When it goes fine requests are returned within a few ms, other requests
vary from a few ms to >10s.
- Ceph version 14.2.11
- Erasure coding configured, 6-3
- Backfill is running at an incredible terrible pace. I assume it's all
related


Okay, what have I done to navigate down:
1. Removed 1 RGW from the load balancer to increase logging and dive into it
2. Using s3cmd to request the object teaches me that the delay is between
the request from the RGW to the OSD and the response.
3. Investigating the osd using iostat doesn't reveal an issue.

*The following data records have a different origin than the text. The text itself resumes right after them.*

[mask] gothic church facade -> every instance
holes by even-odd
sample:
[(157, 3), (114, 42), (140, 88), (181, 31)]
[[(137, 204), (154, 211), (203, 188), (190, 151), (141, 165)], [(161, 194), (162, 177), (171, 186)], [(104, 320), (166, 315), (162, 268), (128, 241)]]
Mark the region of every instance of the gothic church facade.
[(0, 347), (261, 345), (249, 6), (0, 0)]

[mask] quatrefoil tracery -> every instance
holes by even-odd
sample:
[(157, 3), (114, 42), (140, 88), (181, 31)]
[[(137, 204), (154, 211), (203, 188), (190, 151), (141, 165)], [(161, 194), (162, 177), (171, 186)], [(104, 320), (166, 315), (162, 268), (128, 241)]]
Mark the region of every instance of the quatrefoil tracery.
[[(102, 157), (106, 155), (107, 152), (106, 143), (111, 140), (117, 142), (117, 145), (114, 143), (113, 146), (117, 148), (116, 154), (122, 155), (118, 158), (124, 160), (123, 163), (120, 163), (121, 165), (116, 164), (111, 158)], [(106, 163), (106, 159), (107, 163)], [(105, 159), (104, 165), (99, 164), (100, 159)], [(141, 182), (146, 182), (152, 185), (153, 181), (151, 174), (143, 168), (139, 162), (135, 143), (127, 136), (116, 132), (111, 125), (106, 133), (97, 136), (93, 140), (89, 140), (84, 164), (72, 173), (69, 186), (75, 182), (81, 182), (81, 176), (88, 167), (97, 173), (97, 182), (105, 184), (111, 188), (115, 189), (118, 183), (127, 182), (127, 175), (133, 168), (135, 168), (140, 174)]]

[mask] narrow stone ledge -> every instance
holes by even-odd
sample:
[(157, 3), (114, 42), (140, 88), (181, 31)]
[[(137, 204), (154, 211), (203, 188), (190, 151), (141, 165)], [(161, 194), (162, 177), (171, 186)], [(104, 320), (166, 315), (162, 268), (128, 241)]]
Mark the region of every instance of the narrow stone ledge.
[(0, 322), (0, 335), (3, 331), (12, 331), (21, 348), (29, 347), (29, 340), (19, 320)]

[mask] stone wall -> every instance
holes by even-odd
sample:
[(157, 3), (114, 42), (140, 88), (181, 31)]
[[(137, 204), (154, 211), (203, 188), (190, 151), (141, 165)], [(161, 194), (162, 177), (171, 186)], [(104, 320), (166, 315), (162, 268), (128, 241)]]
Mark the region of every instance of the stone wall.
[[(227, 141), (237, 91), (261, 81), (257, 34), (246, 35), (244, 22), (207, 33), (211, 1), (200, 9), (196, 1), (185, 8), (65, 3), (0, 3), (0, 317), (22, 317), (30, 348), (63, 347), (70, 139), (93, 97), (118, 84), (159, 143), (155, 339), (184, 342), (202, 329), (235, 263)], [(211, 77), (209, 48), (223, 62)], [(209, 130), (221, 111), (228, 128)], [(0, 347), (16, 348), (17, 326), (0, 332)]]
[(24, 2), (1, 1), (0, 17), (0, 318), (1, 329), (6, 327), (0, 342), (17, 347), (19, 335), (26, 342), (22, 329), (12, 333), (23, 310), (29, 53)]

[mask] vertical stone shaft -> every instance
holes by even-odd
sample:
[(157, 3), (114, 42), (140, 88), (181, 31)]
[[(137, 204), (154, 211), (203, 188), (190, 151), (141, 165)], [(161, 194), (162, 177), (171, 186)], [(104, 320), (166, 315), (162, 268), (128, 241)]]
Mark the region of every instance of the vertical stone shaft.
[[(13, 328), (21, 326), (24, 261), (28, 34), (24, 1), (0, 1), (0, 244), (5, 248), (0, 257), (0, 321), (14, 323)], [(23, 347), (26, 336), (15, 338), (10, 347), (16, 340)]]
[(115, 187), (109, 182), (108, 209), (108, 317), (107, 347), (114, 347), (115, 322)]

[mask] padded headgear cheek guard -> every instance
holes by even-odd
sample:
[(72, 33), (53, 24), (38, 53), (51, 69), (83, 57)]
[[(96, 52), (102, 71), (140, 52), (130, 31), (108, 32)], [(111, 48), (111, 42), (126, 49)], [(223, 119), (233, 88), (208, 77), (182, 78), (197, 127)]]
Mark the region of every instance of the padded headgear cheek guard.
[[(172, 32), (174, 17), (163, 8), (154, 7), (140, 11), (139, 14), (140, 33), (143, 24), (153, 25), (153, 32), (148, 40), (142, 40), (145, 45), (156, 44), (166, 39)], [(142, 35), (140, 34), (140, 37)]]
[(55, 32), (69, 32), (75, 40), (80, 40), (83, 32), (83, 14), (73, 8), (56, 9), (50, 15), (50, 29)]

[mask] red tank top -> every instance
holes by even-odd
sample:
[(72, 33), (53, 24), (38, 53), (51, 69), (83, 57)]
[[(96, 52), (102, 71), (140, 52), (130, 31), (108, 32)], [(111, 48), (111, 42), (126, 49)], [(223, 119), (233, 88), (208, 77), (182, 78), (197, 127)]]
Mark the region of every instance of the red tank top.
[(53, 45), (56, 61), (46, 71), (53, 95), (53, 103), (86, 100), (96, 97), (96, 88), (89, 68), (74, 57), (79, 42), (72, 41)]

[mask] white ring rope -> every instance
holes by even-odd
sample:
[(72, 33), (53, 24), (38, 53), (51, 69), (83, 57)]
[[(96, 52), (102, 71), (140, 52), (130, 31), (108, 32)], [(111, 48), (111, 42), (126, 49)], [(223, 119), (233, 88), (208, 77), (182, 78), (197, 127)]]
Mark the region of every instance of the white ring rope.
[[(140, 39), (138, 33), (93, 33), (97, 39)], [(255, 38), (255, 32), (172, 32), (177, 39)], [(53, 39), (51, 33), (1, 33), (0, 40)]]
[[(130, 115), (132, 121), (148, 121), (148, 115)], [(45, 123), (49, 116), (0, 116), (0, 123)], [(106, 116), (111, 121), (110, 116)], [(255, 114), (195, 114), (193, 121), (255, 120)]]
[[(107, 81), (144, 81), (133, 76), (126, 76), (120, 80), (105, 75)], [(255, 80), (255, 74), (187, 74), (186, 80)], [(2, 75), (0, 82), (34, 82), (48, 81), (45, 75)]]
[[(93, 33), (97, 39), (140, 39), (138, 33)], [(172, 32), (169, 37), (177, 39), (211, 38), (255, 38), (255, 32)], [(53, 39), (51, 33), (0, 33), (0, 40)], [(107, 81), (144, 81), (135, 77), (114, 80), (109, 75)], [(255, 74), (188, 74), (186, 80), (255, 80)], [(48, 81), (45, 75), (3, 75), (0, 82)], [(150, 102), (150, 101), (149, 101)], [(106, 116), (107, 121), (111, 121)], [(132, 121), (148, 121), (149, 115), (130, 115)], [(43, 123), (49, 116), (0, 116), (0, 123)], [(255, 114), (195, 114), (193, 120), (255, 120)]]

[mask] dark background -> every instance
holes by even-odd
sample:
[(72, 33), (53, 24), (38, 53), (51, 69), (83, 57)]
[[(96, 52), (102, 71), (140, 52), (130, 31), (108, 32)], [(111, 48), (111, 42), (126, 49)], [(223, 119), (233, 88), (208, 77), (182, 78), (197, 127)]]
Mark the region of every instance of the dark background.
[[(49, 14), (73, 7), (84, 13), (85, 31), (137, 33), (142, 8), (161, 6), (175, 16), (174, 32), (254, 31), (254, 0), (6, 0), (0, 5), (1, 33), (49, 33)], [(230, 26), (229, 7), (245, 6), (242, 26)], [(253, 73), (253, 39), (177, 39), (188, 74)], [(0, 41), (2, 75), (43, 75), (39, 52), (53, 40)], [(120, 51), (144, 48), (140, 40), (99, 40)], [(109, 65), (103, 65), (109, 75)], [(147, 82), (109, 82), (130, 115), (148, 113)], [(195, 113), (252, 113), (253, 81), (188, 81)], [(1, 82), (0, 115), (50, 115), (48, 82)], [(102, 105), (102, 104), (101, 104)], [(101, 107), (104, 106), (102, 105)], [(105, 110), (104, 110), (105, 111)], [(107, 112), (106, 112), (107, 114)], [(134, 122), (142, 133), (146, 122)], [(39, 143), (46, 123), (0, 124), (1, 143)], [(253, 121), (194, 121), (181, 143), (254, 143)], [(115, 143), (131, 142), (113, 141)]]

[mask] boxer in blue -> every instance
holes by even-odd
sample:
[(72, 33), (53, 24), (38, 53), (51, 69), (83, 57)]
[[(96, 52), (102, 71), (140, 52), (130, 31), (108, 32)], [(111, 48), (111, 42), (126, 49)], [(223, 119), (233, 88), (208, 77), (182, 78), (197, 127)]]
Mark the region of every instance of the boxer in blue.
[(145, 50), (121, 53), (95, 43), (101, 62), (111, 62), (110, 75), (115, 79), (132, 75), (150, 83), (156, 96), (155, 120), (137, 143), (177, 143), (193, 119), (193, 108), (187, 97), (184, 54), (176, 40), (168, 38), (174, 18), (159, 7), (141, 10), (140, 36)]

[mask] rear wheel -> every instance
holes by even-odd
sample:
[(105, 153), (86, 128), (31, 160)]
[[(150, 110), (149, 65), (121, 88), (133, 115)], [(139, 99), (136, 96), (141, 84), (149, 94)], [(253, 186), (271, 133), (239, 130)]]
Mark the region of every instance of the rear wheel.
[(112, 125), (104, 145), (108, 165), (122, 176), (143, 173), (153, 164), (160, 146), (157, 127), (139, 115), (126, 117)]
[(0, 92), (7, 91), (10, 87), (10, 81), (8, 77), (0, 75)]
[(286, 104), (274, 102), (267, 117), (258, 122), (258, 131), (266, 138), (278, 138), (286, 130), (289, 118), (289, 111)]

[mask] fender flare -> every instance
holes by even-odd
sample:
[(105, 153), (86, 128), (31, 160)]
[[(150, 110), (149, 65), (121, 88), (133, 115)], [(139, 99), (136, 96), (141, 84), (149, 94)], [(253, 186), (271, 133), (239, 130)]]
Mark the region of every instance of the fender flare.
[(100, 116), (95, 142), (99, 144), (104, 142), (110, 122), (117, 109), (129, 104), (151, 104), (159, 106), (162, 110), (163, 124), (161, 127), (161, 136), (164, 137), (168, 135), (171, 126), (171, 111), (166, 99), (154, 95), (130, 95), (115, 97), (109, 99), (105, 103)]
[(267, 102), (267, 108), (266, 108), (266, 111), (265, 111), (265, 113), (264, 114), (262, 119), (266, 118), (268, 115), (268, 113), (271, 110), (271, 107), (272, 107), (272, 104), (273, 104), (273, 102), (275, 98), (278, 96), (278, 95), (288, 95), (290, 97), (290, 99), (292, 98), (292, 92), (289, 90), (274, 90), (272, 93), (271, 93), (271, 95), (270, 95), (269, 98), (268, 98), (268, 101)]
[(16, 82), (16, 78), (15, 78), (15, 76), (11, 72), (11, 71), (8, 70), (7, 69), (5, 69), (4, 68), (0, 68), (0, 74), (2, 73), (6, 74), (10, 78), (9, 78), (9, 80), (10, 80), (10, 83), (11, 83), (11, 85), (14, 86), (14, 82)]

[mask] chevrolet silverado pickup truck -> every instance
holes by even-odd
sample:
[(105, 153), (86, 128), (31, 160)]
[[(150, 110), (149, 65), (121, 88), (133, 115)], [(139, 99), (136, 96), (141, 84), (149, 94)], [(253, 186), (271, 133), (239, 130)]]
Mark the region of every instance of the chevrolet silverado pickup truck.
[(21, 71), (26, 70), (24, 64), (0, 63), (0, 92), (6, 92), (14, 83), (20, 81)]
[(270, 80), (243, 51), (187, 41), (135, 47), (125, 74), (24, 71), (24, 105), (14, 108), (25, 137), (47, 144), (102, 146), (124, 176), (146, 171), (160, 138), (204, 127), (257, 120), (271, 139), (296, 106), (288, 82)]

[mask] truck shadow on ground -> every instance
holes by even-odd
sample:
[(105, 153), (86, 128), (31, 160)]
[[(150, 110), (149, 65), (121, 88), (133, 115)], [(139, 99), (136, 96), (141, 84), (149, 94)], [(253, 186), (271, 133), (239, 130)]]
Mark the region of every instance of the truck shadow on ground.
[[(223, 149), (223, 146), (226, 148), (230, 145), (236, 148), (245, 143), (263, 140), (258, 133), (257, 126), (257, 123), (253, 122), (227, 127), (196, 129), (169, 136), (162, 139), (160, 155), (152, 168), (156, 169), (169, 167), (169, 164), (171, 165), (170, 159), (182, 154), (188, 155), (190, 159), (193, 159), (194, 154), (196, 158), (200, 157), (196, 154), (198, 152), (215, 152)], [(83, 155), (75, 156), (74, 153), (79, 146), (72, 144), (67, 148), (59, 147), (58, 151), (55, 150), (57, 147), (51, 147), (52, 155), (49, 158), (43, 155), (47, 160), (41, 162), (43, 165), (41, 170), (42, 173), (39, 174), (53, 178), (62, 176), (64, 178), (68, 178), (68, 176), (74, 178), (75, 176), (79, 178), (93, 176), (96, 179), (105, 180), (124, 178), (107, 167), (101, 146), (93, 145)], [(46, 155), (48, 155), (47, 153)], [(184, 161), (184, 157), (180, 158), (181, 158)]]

Load is very
low.
3. Next I increased logging on the osd (debug_osd 20/20) and launched a
request (debug setting has been immediately reversed)...
4. First you see that it is starting with the block for getting all
available shards... so far so good
5. Next  we will see multiple blocks like:

2020-11-19 11:53:21.938 7fe90f79c700 15 osd.156 45341 *enqueue_op*
0x559f94d43ce0 prio 127 cost 0 latency 0.000032 epoch 45341
*MOSDECSubOpRead*(1.1e2s0 45341/45313 ECSubRead(tid=191,
to_read={1:47c1b09f:::44a57332-bad8-47b4-85d6-6d34be960d5f.51962.196_CT%2f20201001%2f82078cfd-a111-4b58-8b79-88a860915c56.PNG:head=0,28672,0},
subchunks={1:47c1b09f:::44a57332-bad8-47b4-85d6-6d34be960d5f.51962.196_CT%2f20201001%2f82078cfd-a111-4b58-8b79-88a860915c56.PNG:head=[0,1]},
attrs_to_read=)) v3
2020-11-19 11:53:21.938 7fe90678a700 10 osd.156 45341 *dequeue_op*
0x559f94d43ce0 prio 127 cost 0 latency 0.000135 *MOSDECSubOpRead*(1.1e2s0
45341/45313 ECSubRead(tid=191,
to_read={1:47c1b09f:::44a57332-bad8-47b4-85d6-6d34be960d5f.51962.196_CT%2f20201001%2f82078cfd-a111-4b58-8b79-88a860915c56.PNG:head=0,28672,0},
subchunks={1:47c1b09f:::44a57332-bad8-47b4-85d6-6d34be960d5f.51962.196_CT%2f20201001%2f82078cfd-a111-4b58-8b79-88a860915c56.PNG:head=[0,1]},
attrs_to_read=)) v3 pg pg[1.1e2s0( v 45295'4373744
(34740'4370700,45295'4373744] local-lis/les=45313/45317 n=1842926
ec=5869/714 lis/c 45313/45313 les/c/f 45317/45322/0 45313/45313/45313)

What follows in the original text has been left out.